8. SparkSQL综合作业
## 导入本次实验所需要用到的包
from pyspark.sql import Row
from pyspark.sql.types import IntegerType, StringType, StructField, StructType
import pyspark.sql.functions as f
# 生成lines RDD
lines=sc.textFile('file:///home/ywm/sc.txt')
lines.take(1)
# 生成df_ncs DataFrame
df_ncs=spark.createDataFrame(lines.map(lambda l:l.split(',')).map(lambda l:Row(name=l[0],course=l[1],score=int(l[2]))))
df_ncs.printSchema()
df_ncs.first()
# 生成sql_ncs 临时视图(可以注册临时表之类的也可以用spark sql操作)
df_ncs.createOrReplaceTempView('sql_ncs')
df_ncs.first()
 
#总共有多少学生?
lines.map(lambda l:l.split(',')).map(lambda l:l[0]).distinct().count()
df_ncs.select('name').distinct().count()
spark.sql("select count(distinct name) from sql_ncs").show()
 
#总共开设了多少门课程?
lines.map(lambda l:l.split(',')).map(lambda l:l[1]).distinct().count()
df_ncs.select('course').distinct().count()
spark.sql("select count(distinct course) from sql_ncs").show()
 
#每个学生选修了多少门课?
lines.map(lambda l:l.split(',')).map(lambda l:(l[0],l[1])).countByKey()
df_ncs.groupBy('name').count().head(2)
spark.sql("select name,count(1) from sql_ncs group by name").show()
 
#每门课程有多少个学生选?
lines.map(lambda l:l.split(',')).map(lambda l:(l[1],l[0])).countByKey()

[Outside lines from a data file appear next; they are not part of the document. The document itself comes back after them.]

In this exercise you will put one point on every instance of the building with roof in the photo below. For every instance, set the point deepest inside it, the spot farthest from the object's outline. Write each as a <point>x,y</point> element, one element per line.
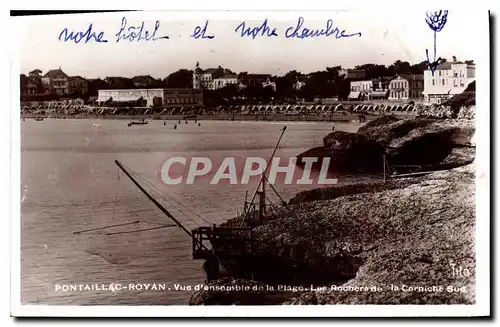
<point>213,78</point>
<point>449,79</point>
<point>399,89</point>
<point>223,81</point>
<point>151,97</point>
<point>56,81</point>
<point>360,90</point>
<point>416,86</point>
<point>352,73</point>
<point>144,81</point>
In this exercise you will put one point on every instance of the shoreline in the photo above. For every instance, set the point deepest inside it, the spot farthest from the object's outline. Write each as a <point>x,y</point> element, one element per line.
<point>354,236</point>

df_ncs.groupBy('course').count().head(3)
spark.sql("select course, count(1) from sql_ncs group by course").show()
 
#每门课程>95分的学生人数
lines.map(lambda l:l.split(',')).map(lambda l:(l[1],l[2])).filter(lambda l:(int(l[1])>95)).countByKey()

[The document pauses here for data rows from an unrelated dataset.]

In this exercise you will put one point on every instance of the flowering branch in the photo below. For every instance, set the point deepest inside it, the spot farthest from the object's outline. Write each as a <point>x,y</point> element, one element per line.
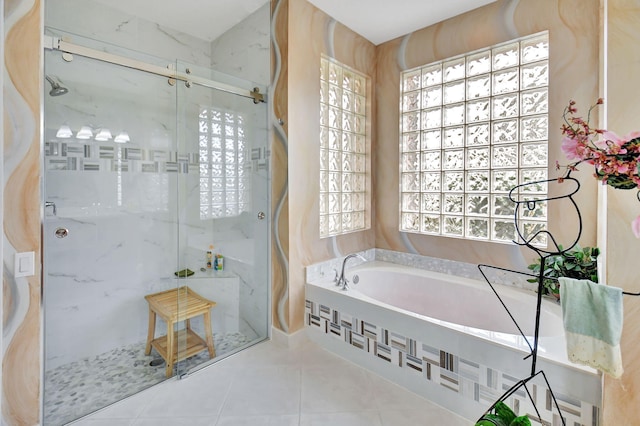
<point>615,159</point>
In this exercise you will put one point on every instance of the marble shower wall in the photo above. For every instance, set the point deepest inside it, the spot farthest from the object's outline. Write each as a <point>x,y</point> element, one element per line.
<point>23,24</point>
<point>21,344</point>
<point>302,33</point>
<point>574,69</point>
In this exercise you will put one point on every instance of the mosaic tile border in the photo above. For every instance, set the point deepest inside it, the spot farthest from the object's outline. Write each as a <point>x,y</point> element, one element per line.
<point>79,157</point>
<point>464,377</point>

df_ncs.filter(df_ncs['score'] > 95).groupBy('course').count().head(2)
spark.sql("select course, count(1) from sql_ncs where score>95 group by course").show()
 
#课程'Python'有多少个100分?
lines.map(lambda l:l.split(',')).filter(lambda l:((l[1]=='Python') & (int(l[2])==100))).count()
df_ncs.where("course=='Python' and score==100").count()

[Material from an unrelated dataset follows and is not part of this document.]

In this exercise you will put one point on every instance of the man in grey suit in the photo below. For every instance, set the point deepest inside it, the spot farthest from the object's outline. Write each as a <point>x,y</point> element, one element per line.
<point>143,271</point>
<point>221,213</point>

spark.sql("select course,score from sql_ncs where score=100 and course='Python'").count()
 
#Tom选修了几门课?每门课多少分?
lines.map(lambda l:l.split(',')).filter(lambda l:(l[0]=='Tom')).count()
lines.map(lambda l:l.split(',')).filter(lambda l:(l[0]=='Tom')).map(lambda l:(l[1],l[2])).foreach(print)
df_ncs.filter(df_ncs['name']=='Tom').count()
df_ncs.filter(df_ncs['name']=='Tom').select('course','score').show()
spark.sql("select count(distinct course) from sql_ncs where name=='Tom'").show()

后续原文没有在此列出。